エカチェリーナの胸がズキンと痛んだ。同時に、こめかみ辺りもズキズキと痛み出す。ヴァルヴァラが、エカチェリーナを大切に思っている……?嘘だ!と叫びたいのに、唇は情けなく笑みを形取り、イヴァンのご機嫌を伺おうと、か細い声が溢れ出た。
「で、殿下……」
エカチェリーナは、ガチガチと歯を鳴らし、自分でも何を言おうとしているのかわからなくなりながら、でも何かを口にした。
「申し訳、ございません……わたくしが、間違っておりました……」
ぶるぶると手が、指先が震える。心の奥底で、それは事実ではないとイヴァンに叫びながらも、その叫びに蓋をした。エカチェリーナの眉や瞳が、ふにゃりと垂れ下がる。

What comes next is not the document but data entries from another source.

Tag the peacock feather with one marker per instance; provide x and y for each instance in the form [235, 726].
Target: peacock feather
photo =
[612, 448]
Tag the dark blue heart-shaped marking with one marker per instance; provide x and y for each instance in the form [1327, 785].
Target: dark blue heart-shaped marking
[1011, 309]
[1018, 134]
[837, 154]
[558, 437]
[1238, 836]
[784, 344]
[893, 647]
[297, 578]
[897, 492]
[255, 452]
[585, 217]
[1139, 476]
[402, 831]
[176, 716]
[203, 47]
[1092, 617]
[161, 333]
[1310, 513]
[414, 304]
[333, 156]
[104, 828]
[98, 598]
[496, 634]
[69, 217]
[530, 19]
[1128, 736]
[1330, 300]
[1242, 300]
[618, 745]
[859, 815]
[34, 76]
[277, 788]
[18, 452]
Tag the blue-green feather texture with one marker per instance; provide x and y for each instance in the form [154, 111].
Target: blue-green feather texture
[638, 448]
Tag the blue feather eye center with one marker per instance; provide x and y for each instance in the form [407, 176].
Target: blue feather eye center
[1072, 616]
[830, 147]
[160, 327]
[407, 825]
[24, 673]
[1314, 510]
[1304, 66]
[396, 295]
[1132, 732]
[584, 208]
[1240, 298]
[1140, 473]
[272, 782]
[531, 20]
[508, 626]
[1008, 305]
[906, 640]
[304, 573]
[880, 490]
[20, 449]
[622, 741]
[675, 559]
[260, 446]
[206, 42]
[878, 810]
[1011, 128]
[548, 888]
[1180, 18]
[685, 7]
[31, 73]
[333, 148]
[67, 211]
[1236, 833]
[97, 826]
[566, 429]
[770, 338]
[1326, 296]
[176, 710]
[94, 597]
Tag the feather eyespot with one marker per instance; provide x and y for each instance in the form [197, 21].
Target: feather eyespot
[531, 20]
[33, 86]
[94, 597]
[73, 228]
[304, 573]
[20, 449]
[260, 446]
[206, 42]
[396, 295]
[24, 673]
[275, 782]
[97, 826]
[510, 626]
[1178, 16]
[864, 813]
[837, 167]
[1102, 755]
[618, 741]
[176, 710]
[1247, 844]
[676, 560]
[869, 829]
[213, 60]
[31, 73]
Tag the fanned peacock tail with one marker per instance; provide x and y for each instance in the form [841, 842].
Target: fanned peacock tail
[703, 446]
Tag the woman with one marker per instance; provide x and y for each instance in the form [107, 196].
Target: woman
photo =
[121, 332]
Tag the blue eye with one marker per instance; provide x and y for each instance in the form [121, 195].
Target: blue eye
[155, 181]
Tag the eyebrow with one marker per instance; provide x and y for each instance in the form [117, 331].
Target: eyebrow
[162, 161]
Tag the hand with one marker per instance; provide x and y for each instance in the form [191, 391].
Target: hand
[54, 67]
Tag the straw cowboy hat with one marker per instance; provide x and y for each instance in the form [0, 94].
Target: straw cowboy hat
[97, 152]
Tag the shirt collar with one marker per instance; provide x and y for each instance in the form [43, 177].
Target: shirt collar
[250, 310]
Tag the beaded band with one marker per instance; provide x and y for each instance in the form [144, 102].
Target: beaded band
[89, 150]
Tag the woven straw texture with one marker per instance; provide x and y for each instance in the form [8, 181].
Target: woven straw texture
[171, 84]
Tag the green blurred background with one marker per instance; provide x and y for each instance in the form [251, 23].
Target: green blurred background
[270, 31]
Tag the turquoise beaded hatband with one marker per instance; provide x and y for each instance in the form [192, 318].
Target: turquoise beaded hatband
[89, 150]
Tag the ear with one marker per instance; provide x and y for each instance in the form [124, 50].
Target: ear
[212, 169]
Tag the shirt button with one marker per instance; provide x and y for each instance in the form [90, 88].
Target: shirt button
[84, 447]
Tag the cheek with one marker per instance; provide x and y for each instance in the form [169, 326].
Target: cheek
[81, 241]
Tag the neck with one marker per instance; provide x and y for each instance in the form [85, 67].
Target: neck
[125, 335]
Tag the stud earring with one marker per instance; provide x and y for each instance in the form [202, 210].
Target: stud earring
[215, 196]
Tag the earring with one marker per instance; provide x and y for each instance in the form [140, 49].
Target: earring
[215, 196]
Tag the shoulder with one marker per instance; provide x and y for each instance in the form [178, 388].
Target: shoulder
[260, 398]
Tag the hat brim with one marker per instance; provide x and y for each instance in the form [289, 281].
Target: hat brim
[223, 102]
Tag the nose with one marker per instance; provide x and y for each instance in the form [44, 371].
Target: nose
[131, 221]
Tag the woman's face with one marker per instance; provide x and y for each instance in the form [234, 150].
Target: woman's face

「わたくしの、勘違いでございました……皇妃様は、いつも……お優しいのに……」
小さく体を震わせるエカチェリーナに、イヴァンは微笑んだ。
「わかってくれれば、いいんだよ。間違いは、誰にでもある」
イヴァンの大きな手が、エカチェリーナの体を押し倒す。
「そんな不安そうな顔をしないで。今ので君を嫌いになったりなんて、しないさ」
イヴァンの手が無遠慮に、エカチェリーナの二つの膨らみを揉みしだき、やがて下腹辺りをなぞるように撫で出した。
「さっきの続きを、しよう」
エカチェリーナの体は、人形のように寝台の上で揺さぶられる。エカチェリーナは、無意識に、イヴァンを喜ばせるいつも通りの反応を口にしていた。
「ぁ……イヴァン様……っ」
「チェリー……っ!」
どうやら、イヴァンは果てたらしい。エカチェリーナの体の上に覆いかぶさりながら、荒い呼吸を繰り返している。その吐息を間近に感じながら、エカチェリーナは宙を見つめた。
ピシ……ピシリ、と何かにヒビが入るような音。その音は、確かに自分の体から響いていた。